We had an inauspicious start to the trip. I’d arranged to meet Moh, who I would be travelling with, outside Smith’s on Victoria station, but unfortunately there are two Smith’s on Victoria station and we spent ages waiting for each other. Then we somehow managed to miss two Gatwick trains, for which there was no excuse. We made it to Gatwick in time for the flight, though, and had an untraumatic journey across the Atlantic and down the East coast of North America. Weather delayed us landing in Houston, but with just a little bit of panic and fast running, we made it onto the flight from there to San José, Costa Rica.
I was a bit nervous as we flew south. Far below I could see towns in what must have been Mexico lighting up as darkness fell, and I could hardly begin to imagine what travelling in Central America might be like. My efforts at learning Spanish had not got beyond the appallingly basic, I didn’t really know if we’d got enough money with us, and I had no idea if the place would be crawling with tourists or if I wouldn’t see another foreigner for the next six weeks.
But thankfully, I’d booked our first night’s accommodation. This was the only thing I was not worrying about as we landed in San Jose at a quarter past eight on September 14th.
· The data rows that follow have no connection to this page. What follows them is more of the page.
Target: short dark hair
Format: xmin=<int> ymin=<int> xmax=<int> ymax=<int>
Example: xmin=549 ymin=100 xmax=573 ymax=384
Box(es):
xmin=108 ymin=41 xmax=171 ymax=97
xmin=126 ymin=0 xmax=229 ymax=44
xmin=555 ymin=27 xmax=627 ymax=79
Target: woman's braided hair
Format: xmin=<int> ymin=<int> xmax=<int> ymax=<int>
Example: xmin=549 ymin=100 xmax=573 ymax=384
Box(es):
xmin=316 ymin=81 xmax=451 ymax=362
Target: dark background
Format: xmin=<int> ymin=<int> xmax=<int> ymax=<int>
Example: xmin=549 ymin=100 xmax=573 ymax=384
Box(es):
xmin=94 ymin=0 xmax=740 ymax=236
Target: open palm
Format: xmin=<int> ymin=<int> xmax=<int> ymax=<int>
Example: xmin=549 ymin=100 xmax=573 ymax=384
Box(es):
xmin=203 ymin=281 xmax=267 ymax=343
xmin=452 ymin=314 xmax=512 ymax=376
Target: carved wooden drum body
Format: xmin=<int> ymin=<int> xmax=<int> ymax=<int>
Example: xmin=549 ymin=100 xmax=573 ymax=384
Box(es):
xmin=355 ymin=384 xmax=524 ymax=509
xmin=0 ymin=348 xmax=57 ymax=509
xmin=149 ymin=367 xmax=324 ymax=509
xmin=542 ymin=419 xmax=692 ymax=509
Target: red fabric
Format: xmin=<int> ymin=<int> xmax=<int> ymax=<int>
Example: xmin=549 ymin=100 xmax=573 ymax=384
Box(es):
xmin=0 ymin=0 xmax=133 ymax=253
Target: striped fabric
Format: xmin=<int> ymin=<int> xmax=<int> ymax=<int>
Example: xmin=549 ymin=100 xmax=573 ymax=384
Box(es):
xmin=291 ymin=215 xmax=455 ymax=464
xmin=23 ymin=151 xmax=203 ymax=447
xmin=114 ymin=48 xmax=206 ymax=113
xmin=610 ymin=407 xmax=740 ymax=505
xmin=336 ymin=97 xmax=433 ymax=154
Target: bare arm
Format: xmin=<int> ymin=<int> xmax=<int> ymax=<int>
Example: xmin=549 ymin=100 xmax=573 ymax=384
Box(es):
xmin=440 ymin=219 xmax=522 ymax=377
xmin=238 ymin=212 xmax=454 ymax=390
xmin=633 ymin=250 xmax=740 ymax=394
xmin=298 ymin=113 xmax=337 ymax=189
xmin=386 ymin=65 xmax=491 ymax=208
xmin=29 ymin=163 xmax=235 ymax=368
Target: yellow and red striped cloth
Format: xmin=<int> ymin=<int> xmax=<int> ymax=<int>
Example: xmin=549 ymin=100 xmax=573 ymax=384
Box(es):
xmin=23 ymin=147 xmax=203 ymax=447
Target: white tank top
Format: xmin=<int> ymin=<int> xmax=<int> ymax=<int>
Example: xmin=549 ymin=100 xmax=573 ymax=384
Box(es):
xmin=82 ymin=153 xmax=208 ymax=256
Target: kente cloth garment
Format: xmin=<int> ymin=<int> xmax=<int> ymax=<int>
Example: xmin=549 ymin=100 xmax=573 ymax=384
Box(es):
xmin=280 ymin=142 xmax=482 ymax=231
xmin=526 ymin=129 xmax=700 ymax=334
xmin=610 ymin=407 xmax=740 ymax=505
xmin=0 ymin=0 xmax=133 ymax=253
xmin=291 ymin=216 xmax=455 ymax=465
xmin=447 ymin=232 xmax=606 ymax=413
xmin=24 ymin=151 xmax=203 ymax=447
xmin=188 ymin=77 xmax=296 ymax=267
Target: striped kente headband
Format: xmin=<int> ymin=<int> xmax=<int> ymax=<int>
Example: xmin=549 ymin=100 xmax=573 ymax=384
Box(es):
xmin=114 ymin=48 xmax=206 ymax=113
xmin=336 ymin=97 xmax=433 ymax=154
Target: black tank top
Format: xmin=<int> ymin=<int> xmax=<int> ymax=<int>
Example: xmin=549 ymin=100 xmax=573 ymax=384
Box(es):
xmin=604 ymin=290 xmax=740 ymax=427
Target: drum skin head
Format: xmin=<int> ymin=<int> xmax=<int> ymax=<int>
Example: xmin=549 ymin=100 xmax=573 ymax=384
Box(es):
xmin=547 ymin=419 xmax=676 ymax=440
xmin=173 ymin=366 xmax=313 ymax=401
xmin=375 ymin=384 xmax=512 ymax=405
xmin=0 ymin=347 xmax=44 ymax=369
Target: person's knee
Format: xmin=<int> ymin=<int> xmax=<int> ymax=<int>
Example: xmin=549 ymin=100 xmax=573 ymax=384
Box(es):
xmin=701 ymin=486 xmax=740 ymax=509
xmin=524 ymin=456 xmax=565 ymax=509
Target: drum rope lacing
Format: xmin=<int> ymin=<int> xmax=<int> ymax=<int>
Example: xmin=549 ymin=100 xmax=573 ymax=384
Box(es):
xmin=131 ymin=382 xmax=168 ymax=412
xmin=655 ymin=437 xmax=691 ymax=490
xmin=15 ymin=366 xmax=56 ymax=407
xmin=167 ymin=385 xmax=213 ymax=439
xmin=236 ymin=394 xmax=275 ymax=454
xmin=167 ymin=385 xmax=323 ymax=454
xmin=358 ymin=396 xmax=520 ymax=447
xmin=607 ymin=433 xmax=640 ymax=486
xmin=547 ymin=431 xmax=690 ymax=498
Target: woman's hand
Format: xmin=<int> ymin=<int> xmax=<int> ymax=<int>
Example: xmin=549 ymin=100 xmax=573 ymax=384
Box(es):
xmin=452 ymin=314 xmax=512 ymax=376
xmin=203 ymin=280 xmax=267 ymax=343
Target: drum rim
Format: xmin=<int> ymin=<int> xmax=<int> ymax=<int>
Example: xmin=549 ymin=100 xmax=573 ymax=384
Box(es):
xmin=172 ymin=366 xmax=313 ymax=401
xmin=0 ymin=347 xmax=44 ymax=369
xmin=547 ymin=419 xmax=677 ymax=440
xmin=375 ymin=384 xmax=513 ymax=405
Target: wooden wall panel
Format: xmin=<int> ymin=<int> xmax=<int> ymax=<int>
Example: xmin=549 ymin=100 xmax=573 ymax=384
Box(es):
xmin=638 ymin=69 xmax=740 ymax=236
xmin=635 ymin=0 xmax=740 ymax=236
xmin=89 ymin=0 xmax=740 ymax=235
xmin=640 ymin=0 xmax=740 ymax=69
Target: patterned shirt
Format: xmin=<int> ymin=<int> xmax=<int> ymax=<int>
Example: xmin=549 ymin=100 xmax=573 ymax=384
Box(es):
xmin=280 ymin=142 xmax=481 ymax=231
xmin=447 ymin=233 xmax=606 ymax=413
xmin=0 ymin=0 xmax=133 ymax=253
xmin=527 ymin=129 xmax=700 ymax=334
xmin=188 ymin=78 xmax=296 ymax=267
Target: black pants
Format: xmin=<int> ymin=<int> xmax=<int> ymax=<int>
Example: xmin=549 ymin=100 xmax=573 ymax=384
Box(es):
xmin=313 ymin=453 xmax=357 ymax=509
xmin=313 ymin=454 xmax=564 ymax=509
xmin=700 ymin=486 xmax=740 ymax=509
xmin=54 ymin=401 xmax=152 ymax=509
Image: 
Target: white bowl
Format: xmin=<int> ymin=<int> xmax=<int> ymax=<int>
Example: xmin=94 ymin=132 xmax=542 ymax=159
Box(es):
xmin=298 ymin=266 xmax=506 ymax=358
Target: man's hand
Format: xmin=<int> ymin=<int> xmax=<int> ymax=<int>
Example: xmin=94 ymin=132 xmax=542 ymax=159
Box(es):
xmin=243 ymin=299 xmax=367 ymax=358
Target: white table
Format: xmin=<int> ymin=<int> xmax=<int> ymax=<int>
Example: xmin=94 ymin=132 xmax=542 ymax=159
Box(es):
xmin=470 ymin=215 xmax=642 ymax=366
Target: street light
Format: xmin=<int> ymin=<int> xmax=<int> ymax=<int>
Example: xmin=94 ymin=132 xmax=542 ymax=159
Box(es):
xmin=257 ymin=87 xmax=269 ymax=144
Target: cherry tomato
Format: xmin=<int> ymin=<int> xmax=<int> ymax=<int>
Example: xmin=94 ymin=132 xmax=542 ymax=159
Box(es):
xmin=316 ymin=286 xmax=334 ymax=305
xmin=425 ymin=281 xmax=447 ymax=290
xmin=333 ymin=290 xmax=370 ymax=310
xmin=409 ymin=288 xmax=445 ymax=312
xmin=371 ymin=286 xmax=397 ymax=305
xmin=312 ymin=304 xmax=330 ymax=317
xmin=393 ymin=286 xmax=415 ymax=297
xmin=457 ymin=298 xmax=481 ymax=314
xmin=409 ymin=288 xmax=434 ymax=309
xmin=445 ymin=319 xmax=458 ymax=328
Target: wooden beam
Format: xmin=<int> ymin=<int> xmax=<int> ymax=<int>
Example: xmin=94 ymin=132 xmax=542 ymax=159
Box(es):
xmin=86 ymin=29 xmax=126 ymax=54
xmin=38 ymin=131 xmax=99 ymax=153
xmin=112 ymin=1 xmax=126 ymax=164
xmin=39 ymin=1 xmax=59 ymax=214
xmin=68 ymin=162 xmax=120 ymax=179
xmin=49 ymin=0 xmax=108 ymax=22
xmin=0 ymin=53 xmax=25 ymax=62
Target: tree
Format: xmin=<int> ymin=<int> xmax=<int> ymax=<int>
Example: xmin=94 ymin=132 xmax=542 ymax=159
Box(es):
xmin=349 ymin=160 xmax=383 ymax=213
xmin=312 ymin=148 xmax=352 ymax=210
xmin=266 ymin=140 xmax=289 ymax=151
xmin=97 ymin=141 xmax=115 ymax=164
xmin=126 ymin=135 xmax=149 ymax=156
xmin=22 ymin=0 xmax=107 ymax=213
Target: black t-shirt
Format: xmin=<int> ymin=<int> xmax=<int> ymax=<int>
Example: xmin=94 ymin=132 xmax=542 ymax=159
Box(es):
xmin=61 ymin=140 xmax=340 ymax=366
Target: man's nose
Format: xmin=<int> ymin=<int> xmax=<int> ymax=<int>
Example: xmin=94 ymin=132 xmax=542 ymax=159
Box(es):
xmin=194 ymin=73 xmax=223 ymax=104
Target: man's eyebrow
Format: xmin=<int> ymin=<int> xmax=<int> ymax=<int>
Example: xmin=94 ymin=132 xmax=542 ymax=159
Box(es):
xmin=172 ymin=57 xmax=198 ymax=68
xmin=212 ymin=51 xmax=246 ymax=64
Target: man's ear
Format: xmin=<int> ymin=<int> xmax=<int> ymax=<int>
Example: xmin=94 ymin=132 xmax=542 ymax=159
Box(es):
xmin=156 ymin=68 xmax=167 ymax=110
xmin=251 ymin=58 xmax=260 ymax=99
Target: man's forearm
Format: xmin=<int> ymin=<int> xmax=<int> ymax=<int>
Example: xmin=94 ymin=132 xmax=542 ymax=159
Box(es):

However, there was soon another item on the ‘To Worry About’ list – Moh’s baggage did not appear. On enquiry it turned out it had been sent to San José, California, but they said they’d have it by the next day.
So we gathered what belongings we had and walked out of the airport. The air outside felt like it had just been let out of an oven, and a scrum of taxi drivers fell upon us as soon as we appeared. We waved them aside, though, because José, whose B&B we were going to stay at, was standing there holding a sign which said ‘Welcome to Costa Rica, Roger’.
We got to José’s, in a town called Alajuela, at about 10pm, and met Warren, a crazy American from Nevada. But we had been up for nearly 24 hours and were in no mood for small talk, so we made our excuses and slept.